Лиам почувствовал во рту тягучий кисло-соленый привкус, и, сглатывая выступившую кровь из разбитой губы, подполз к двери, схватившись за ручку, безуспешно теребя ее.

– Ми, милая, открой дверь, давай поговорим, – теперь в его голосе никакой притворной нежности, тон сменился на почти приказной и пугал ее до чертиков. Лиам оказался неожиданно настойчив и упорно дергал на себя дверную ручку, грозя выдернуть из двери, и, что самое страшное, ему это было по силам.

– Свали нахрен, Ларссон!

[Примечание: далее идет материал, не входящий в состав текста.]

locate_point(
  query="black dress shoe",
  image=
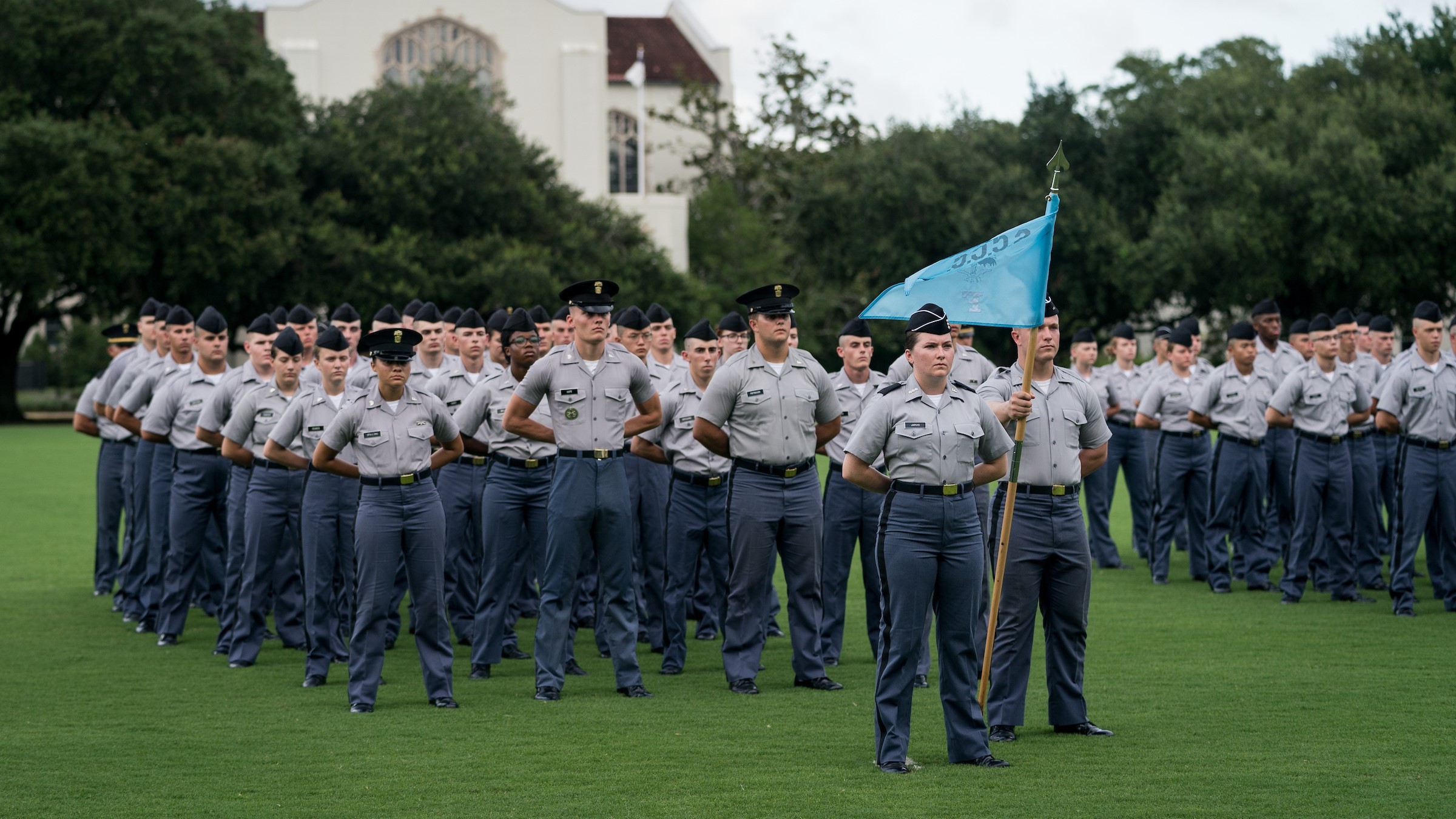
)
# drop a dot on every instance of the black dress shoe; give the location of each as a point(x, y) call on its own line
point(1084, 729)
point(819, 684)
point(743, 687)
point(1003, 733)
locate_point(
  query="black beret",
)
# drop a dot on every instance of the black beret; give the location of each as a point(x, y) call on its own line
point(212, 321)
point(703, 331)
point(470, 320)
point(288, 343)
point(331, 339)
point(1241, 331)
point(632, 318)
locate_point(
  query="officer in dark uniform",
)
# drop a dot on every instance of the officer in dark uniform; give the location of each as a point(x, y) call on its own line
point(391, 430)
point(938, 440)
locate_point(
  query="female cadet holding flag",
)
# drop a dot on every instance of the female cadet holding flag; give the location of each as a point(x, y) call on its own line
point(931, 432)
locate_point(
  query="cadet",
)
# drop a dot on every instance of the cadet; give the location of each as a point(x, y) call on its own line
point(696, 505)
point(929, 542)
point(513, 512)
point(783, 408)
point(590, 386)
point(1232, 401)
point(329, 505)
point(1320, 400)
point(389, 430)
point(1181, 464)
point(1418, 398)
point(1127, 451)
point(271, 530)
point(1049, 562)
point(1098, 486)
point(851, 513)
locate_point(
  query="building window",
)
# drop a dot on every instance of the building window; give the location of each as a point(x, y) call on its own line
point(413, 53)
point(622, 153)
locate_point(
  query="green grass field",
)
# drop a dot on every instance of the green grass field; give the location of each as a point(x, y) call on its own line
point(1222, 706)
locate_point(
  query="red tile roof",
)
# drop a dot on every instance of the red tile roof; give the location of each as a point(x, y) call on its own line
point(667, 53)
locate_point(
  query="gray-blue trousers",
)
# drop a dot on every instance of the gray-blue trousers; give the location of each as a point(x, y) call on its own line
point(270, 563)
point(1323, 491)
point(590, 513)
point(1427, 508)
point(326, 522)
point(460, 487)
point(1236, 513)
point(513, 516)
point(931, 554)
point(851, 515)
point(696, 531)
point(1047, 566)
point(110, 500)
point(770, 516)
point(1180, 496)
point(197, 524)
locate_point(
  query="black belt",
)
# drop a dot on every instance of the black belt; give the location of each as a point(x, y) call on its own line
point(596, 454)
point(395, 480)
point(526, 464)
point(777, 470)
point(931, 488)
point(1321, 439)
point(698, 480)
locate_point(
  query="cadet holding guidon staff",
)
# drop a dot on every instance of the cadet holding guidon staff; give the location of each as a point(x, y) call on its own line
point(1234, 401)
point(1321, 400)
point(1418, 398)
point(781, 407)
point(592, 386)
point(389, 430)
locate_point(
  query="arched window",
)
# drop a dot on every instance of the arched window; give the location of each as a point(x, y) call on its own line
point(408, 56)
point(622, 153)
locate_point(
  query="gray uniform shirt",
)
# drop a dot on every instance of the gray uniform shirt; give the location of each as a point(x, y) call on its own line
point(774, 416)
point(391, 443)
point(178, 405)
point(1423, 401)
point(851, 408)
point(587, 410)
point(1316, 404)
point(1170, 398)
point(676, 435)
point(1065, 420)
point(479, 416)
point(1236, 405)
point(923, 443)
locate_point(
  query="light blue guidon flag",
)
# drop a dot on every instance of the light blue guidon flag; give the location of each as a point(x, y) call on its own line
point(998, 283)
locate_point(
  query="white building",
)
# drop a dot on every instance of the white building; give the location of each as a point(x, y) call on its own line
point(562, 69)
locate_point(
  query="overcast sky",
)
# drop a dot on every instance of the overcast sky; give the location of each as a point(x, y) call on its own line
point(915, 60)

Свали, тебе не впервой! – силясь чтобы не разреветься, сдерживалась она, сдавлено и глухо отвечая.

– Что ты такое говоришь, не придумывай, малыш, открой дверь, – слова были теплыми и успокаивающими, но ядовитое шипение полоза проедало даже ее гнев и обиду.

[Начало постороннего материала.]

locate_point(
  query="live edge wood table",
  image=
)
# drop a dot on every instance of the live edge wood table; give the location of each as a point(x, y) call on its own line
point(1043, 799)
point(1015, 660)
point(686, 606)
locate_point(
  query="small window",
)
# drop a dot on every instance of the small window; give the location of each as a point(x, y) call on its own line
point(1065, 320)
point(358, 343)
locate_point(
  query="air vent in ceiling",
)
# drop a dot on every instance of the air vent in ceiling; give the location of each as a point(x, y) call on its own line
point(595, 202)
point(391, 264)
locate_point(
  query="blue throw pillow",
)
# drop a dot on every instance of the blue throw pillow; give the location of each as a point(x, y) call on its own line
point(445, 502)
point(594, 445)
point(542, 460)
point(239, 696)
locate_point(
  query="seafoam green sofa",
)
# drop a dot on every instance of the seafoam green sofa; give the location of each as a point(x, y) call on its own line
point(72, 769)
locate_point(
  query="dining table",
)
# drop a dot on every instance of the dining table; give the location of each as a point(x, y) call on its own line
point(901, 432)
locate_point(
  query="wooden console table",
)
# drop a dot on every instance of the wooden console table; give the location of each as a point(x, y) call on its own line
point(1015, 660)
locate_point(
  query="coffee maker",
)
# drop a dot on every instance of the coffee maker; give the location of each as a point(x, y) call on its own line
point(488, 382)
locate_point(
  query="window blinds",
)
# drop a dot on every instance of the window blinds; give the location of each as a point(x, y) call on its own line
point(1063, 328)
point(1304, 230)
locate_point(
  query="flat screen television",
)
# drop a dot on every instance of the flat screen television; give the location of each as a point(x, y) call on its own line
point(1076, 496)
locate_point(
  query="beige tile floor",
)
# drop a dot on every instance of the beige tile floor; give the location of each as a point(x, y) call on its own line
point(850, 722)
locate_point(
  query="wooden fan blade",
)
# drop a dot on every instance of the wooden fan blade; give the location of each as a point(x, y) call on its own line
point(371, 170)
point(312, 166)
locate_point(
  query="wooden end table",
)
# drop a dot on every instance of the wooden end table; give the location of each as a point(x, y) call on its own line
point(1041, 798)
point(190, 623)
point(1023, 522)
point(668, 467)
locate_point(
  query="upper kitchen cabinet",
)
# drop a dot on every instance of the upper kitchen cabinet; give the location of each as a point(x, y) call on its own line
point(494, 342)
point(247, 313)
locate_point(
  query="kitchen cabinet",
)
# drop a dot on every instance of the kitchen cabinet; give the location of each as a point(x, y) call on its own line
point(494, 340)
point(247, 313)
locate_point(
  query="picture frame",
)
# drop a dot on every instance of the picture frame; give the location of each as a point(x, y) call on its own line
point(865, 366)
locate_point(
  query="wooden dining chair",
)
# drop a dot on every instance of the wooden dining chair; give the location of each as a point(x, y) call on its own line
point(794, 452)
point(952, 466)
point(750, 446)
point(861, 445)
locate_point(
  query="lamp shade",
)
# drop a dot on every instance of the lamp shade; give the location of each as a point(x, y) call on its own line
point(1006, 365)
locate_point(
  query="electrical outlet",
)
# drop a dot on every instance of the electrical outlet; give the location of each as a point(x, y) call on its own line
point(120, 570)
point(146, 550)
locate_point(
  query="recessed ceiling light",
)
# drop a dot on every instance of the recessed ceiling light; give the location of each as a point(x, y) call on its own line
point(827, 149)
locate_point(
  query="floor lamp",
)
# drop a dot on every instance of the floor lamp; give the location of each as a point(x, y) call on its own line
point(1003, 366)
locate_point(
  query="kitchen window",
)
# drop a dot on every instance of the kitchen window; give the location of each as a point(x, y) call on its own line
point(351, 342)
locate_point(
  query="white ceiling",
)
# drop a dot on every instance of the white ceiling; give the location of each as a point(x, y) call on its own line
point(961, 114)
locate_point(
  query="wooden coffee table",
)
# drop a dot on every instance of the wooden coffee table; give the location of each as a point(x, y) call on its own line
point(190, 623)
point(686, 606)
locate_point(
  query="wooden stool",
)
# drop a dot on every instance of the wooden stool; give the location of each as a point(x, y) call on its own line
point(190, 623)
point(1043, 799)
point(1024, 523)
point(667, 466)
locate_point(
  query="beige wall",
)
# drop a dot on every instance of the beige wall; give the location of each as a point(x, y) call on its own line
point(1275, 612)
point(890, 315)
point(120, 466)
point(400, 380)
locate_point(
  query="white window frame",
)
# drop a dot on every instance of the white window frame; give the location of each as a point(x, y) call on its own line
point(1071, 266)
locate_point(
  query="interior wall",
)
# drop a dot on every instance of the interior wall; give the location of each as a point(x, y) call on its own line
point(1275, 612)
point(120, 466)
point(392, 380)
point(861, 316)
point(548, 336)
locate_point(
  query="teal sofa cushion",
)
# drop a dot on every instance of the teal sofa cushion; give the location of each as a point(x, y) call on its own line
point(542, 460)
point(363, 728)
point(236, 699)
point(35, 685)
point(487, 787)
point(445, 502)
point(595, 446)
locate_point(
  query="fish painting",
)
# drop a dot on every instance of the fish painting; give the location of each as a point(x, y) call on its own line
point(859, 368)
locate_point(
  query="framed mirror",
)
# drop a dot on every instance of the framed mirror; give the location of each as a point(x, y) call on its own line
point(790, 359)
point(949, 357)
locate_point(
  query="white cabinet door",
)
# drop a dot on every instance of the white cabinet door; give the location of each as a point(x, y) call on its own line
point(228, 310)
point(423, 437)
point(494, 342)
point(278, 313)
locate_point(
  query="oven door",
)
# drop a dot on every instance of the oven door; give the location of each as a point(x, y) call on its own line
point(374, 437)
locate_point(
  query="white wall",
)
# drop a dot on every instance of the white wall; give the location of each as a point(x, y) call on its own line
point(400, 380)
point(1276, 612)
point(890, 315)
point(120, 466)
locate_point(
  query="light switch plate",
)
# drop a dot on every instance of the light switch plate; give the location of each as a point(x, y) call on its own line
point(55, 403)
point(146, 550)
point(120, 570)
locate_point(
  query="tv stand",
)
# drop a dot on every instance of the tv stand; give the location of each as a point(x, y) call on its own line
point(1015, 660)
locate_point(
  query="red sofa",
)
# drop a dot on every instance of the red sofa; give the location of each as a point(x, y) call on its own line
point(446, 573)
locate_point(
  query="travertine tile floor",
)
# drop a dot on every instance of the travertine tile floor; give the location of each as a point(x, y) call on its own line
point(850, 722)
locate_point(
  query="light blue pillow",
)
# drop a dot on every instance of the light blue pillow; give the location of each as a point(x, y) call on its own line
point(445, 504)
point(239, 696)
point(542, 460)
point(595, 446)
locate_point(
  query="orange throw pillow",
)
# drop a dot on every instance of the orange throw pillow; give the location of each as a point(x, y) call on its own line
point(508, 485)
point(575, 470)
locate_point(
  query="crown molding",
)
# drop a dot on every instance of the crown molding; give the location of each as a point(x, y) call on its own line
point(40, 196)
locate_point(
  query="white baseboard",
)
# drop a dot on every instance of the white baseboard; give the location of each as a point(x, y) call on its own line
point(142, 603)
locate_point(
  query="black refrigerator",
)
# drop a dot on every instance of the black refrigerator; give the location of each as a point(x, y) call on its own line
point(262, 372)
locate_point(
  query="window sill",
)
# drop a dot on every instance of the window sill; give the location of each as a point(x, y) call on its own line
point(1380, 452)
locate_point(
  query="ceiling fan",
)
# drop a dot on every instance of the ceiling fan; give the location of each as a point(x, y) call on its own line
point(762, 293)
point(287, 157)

В тоне Лиама не осталось и намека на мягкость и осторожность. Он настойчиво скребся в облупившееся дерево с рытвинами осыпавшегося лака, и продолжал пускать пыль в глаза, сверкая чешуей на солнце, ослепляя, одурманивая, выдавая желаемое за действительное, подчиняя и ломая волю. Все в лучших семейных традициях Ларссонов, за фамильную честь которых в этом поколении точно уже можно было не переживать. Не сумев уговорить девушку по-хорошему, Лиам продолжил по-своему:

– Представь, как же это должно быть здорово, – он сел на пол и мечтательно прикрыл глаза, по шмыганью носом за дверью точно определив ее местоположение. – Неужели ты не хочешь даже попытаться, м? – его тихое и убаюкивающее шипение просочилось сквозь дверную щель вместе с запахом ацетона, давя ей на голову. Вворачивалось сверлом, попутно отравляя разум и убивая логику.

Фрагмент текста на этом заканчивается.